If you’re a parent, you may well be feeling burned out by this time of year. And with good reason. You’ve been working hard all year, and when the holidays come, you worked harder!
Most parents have a very hard time investing in their own well-being. That’s just not what we’re taught to do in our society. When I ask parents in my practice what they do just for themselves, or what they do that nourishes them, the most common answer is a shame-faced “Nothing.” Or sometimes: “Well, I try to get to the gym but I just don’t make it there as much as I should.”
Should should should. Our lives are heavy with the burden of the dreaded shoulds. No wonder there are studies that rank parenthood as leading to more suffering than losing a spouse, getting divorced, and being fired. I don’t think it has to be this way. It’s just that we don’t value our own well-being, and prioritize it.
Consider: Well-being requires tending, whether you’re child-free or a parent. Your well-being is a beautiful flower that requires nurturing and care to reach its full blossoming.
How do we make space for those things that nourish us?
The Danish may have this question partly figured out. The Danish, deemed some of the happiest people in the world, survive winter months with long days of darkness. During their prolonged, cold Northern winters, they employ a jolly practice called hygge (pronounced Hooga or H-yoo-ga, which is so much fun to say that it becomes its own reason to engage in the practice).
Hygge is the practice creating a cozy atmosphere and enjoying the good things in life with good people. But Danes describe it in a variety of ways. It’s a sense of togetherness. Warmth of the soul. It’s the art of intimacy, with yourself, with family, with friends. It’s a way to cherish yourself, or to make yourself feel snug. Whatever images and activities these words conjure for you is exactly what hygge is.
I find hygge to be a beautiful concept in its glorious vagueness— It’s not one thing; it’s many different things to different people. It can be hanging out alone or with friends, frumpy or formal, at home or out on the town. You need not be wealthy to do it. It’s about an experience, not material things. The important point is that anyone and everyone can engage in this nourishing practice. It simply requires taking a moment to slow down and a willingness to make ordinary things feel extraordinary.
I’ve started incorporating the idea of hygge into my prescription for families. It’s about forgetting what you “should” do and taking time to do what you want to do. Doing things that nourish you and take you away from your worries for a time. Sure, going to a Zumba class can be that. But I recommend setting aside a bit of sacred time each week that allows you to cherish yourself and feel snug.
10 Ways to Enjoy Hygge With (or Without) Your Family
- Get cozy in bed under a fluffy comforter alone, with your partner, or with the kids. Read a great book or watch a movie together.
- Bake cinnamon cookies and eat them with a mug of delicious hot cocoa. Quietly spike yours with peppermint schnapps or something else strong. (You’re welcome).
- Light a few candles near wherever you’re sitting, whether you’re doing work or relaxing.

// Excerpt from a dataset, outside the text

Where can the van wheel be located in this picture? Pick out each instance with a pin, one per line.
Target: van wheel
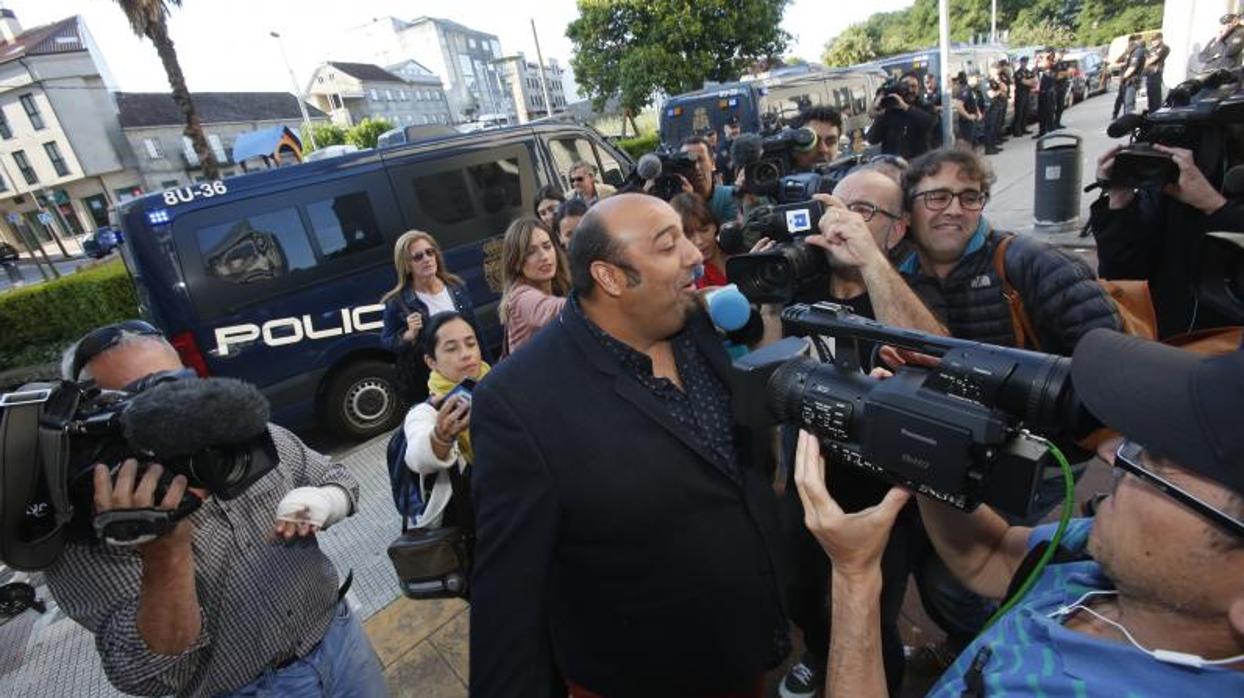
(362, 400)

If it’s not work time, dim the lights. Invite some friends over. Tell stories, sing songs, or just bask in the coziness and beauty.
- Meet friends at a small café with a roaring fire for coffee, tea or beer.
- Light a fire in your fireplace or a bonfire in a fire pit and toast marshmallows.
- Cook and eat a favorite family dinner together.
- Take a warm Epsom salt bath with a few drops of essential oils and candles. Lay your pajamas on the radiator or throw them in the dryer so they’re nice and warm when you get out.
- Brew tea in a teapot and drink it from special cups and saucers.
- Linger at the end of a meal. Don’t jump up to clear the table—enjoy the company of the people you’re with. Pour yourself an extra glass of wine.
- Throw a hygge party. Simple is key. Light a bunch of candles, turn down the lights, and have everyone bring something they love to eat for everyone to share.
As the weather grows colder (or at least drearier, depending on where you live), many of us are driven indoors and into a potentially nasty case of the cabin fever crazies. Make the most of it with hygge!